Debatte

Was wird aus der denkmalgeschützten Stadthalle in Freiburg?

Fabian Vögtle

Die ehemalige Stadthalle ist eine begehrte Immobilie. Für das größtenteils leerstehende Gebäude am Alten Messplatz gibt es mehrere Interessenten. Dem Rathaus liegen unterschiedliche Konzepte vor.

Ob Kulturhaus, Museum, Indoor-Spielplatz oder gar Filmstudio. Wann die zuletzt als Universitätsbibliothek sowie Flüchtlings- und Obdachlosenunterbringung genutzte Halle in neuem Glanz erstrahlt, ist allerdings völlig unklar. Fest steht, dass sich der Gemeinderat damit befassen muss.


"Mir schwebt da eine Kleinstkunstbühne vor" Hans Lehmann
"Da muss jetzt mal was passieren", sagt Atai Keller (SPD/Kulturliste). Um "Druck aufzubauen" stellte der Stadtrat jetzt mit der Grünen-Fraktion eine Anfrage zur Zukunft der denkmalgeschützten Stadthalle. Keller favorisiert genauso wie Hans Lehmann vom Bürgerverein Oberwiehre-Waldsee eine kulturelle Nutzung. "Mir schwebt da eine Kleinstkunstbühne vor", sagt Lehman. Der Bürgervereinsvorsitzende sammelt seit Monaten Ideen und Konzepte, die er ans Rathaus weitergibt. Er kann sich für die Räumlichkeiten alles mögliche vorstellen, außer Büros und Lofts – die seien unpassend. "Die Leute wollen, dass da wieder Leben drin ist", weiß Lehman aus Gesprächen im Stadtteil.

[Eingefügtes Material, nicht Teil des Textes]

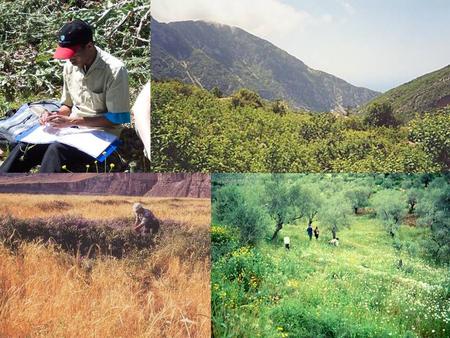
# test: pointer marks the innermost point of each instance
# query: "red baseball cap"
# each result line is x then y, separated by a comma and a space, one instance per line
70, 38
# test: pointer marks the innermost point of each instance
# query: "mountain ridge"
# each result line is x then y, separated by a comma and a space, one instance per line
430, 91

Neben dem von Keller vorgeschlagenen "Haus der Kulturen" für die Kunst-, Kultur- und Musikszene gibt es die Idee eines "Eco-Mobileum" von Konrad Otto-Zimmermann. Der Umweltplaner und Initiator der Mobilitätsgespräche würde vor Ort gerne eine Erlebniswelt mit Museum, Showspace und Akademie aufbauen. Daneben könnten Räume für bürgerschaftliches Engagement entstehen.

Die Stadt will keine Folgekosten bezahlen

Auch das "Panoptikum der Geschichte" setzt auf ein Museum zum Mitmachen über Freiburg und das Dreisamtal. Hinzu kommt das Konzept der "SpielWas GmbH" für einen Indoor-Spielplatz mit Hochseilgarten, Café und Werkstätten. Die Maria-Montessori-Schule hat Interesse am Außenriegel und auch der Verein Chorstadt Freiburg, dem mehrere Freiburger Chöre angehören, möchte einen Teil der Stadthalle dauerhaft nutzen.

Die gebürtigen Freiburger Nina Gwyn Weiland und Sebastian Weiland sehen in der Stadthalle dagegen den idealen Ort für die Gründung der "Black Forest Filmstudios". Die Filmemacher mit Standorten in Berlin und Los Angeles vermuten in Freiburg und der Region viel Potenzial für internationale Produktionen. In der Stadthalle, so ihr Konzept, soll eine Plattform für Film- und Medienprojekte entstehen. Neben Studiohallen gäbe es Produktions- und Tonstudios, Werkstätten, ein Filmarchiv und Gastronomie. Zum Konzept gehört auch der Aufbau einer Film-Akademie in Kooperation mit der Uni Freiburg. "Wir würden gerne so bald wie möglich starten", sagt Sebastian Weiland, der die Stadthalle schon länger im Blick hat.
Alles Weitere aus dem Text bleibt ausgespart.